次代への羅針盤
ナノセルロースの実用化で日本を資源大国に
磯貝 明
ナノセルロースの実用化に道を開く
私たちはそこにTEMPO触媒酸化という方法を用いることにより、解繊に必要なエネルギー量を従来の100分の1程度に減らすことができることを発見しました。これによりナノセルロースの実用化に向けた歩みが大きく前進したと評価されたのです。
私は学生時代、有機溶剤を使ってセルロースを溶かす実験をしていましたが、これでいいのかという直観的な思いがありました。そして米国の大学院大学である、The Institute of Paper Chemistry化学科の博士研究員になったときから、有機溶剤を使わず水系で、短時間かつ効率的にセルロースに新しい機能を付与できる製紙プロセスのメカニズム解析について考えるようになりました。その思いは東大に帰ってきてからも持ち続け、関連の基礎研究を進めていました。
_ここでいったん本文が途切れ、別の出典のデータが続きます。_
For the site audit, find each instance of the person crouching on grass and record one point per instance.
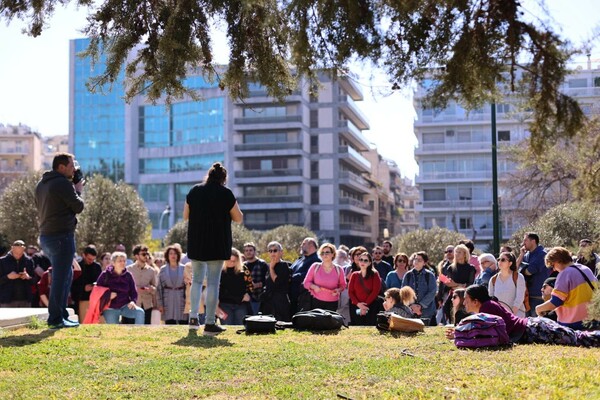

その間の論文検索によって、オランダのグループがTEMPO触媒酸化の方法をデンプンに適用した研究例を知りました。水系で、常温常圧でデンプンを改質できるという発表でした。この手法をセルロースにも適用できるのではないかと思い、修士課程の大学院生とともに、セルロースのTEMPO触媒酸化の研究を始めるようになったのです。1995年のことです。
「紙の研究に関係のない、この研究に意味があるのか」。周囲からはそんな声も聞こえてきました。それでも研究を続け、基礎的な知見を積み上げてはいましたが、注目されるような大きな成果は得られませんでした。